Sayang sama dia



Rasa itu memang tak boleh dikawalkan..perasaan sayang itu pasti hadir. Sungguh perasaan disayangi itu sangat indah. Tapi untuk mengucapkannya, mak aaaiii berat sunggu. cukuplah aku merasai indahnya.
Dikelilingin insan yang tersayang amatlah indah. Bukanlah niat diri ingin buat si dia rasa susah hati dengan apa yang kita lakukan. Tapi deep inside, I really wanna do it. That is how it feels like. I want to do it for you, because I care. And if it is the least thing that I could do, that that is what exactly I'll do for you. Because I Love You, Because I care about you.

It has been a long time since I feel this way. Since my high school maybe. The previousme was caring and always concern about others. Especially to person who close to me. I am sensitive about the, Whenever they need me, I'll be there. Name it where and just tell me when, I'll try my best to be there for you. Because your existence is so important to me. What you feel towards me is my main concern in this friendship. When you are in pain, I want to be the one who give you the medicine and comfort you through. When you are in doubt, I want to be there for you. If I can't give solution, at least I am there for you.

But that feeling slowly disappear. Slowly fading away. I dont know when, and I dont know how. But it does happens. Long time ago. Wothout realizing it, I am turning into a cold person. I dont know how to share what I feel. I dont how to comfort others. Emm thinking about it, was it my fault back then? I did tried to do the same in the 'institution' I was in, butt it just dont turn out well. My new circle of friends is no longer have the same personality like I do, no longer share what they feel, and no longer show how they care. So I end up to closing myself to others, to the rest of the world. And I am now become the sort of 'new' me. For few months, it does feel awkward, but somehow I manage it. And that is how I survive for the rest of 2 years there.
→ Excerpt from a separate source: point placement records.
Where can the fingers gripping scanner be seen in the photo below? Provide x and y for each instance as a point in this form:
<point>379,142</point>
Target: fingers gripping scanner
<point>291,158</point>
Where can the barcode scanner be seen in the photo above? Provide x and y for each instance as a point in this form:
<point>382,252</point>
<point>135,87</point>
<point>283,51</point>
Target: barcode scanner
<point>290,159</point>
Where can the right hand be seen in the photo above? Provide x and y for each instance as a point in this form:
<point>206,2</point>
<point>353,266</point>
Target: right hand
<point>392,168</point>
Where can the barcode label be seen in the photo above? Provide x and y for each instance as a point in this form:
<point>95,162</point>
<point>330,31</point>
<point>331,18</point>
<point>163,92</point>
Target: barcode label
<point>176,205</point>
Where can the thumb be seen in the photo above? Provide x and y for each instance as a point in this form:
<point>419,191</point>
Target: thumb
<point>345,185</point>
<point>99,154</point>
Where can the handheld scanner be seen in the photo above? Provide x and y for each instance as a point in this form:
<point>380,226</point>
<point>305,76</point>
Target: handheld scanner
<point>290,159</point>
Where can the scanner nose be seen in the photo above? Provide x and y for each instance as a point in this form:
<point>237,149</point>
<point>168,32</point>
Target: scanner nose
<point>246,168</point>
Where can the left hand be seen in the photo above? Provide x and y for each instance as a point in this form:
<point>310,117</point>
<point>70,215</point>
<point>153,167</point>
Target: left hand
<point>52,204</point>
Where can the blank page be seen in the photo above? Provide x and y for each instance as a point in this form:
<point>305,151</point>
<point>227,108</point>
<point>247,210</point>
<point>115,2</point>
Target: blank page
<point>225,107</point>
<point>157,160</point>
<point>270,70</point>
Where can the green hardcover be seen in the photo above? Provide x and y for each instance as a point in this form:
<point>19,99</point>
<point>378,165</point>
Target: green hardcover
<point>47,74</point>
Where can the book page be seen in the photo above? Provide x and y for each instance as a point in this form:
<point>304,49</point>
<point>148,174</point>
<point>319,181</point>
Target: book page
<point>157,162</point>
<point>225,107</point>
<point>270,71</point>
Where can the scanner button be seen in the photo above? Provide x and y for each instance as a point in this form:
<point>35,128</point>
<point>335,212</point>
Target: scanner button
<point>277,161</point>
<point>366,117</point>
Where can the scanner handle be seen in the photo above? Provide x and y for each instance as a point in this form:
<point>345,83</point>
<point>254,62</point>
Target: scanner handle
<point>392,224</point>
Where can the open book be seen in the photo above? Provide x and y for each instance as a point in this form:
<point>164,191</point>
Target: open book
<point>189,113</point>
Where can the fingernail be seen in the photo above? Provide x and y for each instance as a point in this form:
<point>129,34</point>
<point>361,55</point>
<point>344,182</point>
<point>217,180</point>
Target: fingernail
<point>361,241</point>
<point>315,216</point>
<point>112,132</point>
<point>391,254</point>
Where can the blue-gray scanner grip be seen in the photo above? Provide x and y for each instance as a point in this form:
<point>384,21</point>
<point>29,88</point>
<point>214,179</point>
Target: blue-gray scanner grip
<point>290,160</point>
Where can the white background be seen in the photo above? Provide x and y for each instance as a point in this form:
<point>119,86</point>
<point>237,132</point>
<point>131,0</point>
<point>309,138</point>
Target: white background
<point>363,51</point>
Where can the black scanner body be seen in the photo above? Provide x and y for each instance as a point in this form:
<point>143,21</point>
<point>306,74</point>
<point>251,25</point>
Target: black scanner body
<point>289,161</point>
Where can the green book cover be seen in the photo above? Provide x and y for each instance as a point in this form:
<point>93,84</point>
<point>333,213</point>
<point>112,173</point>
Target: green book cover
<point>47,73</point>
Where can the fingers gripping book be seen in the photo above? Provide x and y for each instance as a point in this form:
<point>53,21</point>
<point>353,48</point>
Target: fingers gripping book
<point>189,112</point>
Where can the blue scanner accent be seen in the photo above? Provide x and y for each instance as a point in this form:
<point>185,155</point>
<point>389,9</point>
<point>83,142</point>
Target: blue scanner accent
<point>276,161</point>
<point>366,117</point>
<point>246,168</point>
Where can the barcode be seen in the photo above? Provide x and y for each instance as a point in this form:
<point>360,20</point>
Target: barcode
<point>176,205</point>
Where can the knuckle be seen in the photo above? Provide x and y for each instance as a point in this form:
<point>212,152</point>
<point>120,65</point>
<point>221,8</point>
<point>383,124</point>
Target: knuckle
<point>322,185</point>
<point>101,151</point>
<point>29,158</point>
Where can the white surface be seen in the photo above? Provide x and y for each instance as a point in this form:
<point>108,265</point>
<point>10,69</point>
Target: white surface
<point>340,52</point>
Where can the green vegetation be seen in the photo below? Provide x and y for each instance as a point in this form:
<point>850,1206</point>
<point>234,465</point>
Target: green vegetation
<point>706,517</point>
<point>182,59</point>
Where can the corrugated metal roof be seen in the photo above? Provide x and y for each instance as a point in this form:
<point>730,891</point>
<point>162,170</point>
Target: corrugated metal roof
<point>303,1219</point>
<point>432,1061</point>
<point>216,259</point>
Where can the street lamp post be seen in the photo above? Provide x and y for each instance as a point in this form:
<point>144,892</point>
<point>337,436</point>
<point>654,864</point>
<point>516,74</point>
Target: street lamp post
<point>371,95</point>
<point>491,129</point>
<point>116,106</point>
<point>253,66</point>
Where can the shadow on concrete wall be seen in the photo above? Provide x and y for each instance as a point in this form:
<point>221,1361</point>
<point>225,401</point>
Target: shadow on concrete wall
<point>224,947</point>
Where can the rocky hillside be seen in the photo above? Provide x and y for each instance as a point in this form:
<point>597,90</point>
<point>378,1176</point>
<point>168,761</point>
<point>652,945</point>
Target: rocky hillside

It wont simply stop there. It continue here as well. Awkward me. Cold me. But, still, I survive that way. And I have no problem with that. But I feels like a lonely world thou. And this year, a miracle happen. I begin to feel my oldself again. AAAAAAAAA I miss my oldself, like seriously. This year, Allah give the opportunity to change. He gave me a person that I can talk my heart out. A person that I can talk casually, freely, and let the real me out. Praise to the Almighty GOD. A feeling that I can't describe. But deep inside, I can feel it, I am grateful for this precious feeling=D I dont want to loose it again, I want to cherish it. The feel of being loved by others and you want to return it back. And now, for HIS sake. For HIS blessing. I want the ukhwah I feel now, at this moment, is because of HIM. I couldn't do anything to get their heart, but He did His part for me. And He let me feel the Love again, because of HIS mercy. Alhamdulillah..


"And brought together their hearts. If you had spent all that is in the earth, you could not have brought their hearts together; but Allah brought them together. Indeed, He is Exalted in Might and Wise."[8:63]
If only you know how precious you are to me. If only you know how much I love you, If only you know how much I care about you. But it is something to be feel, hardly describe. But I hope, my action speaks louder than word. Never feel that you've burden me, because that is what I want to do. That is the least I could do. At least, allow me, for these few time I have left. I'll try best, Insya Allah.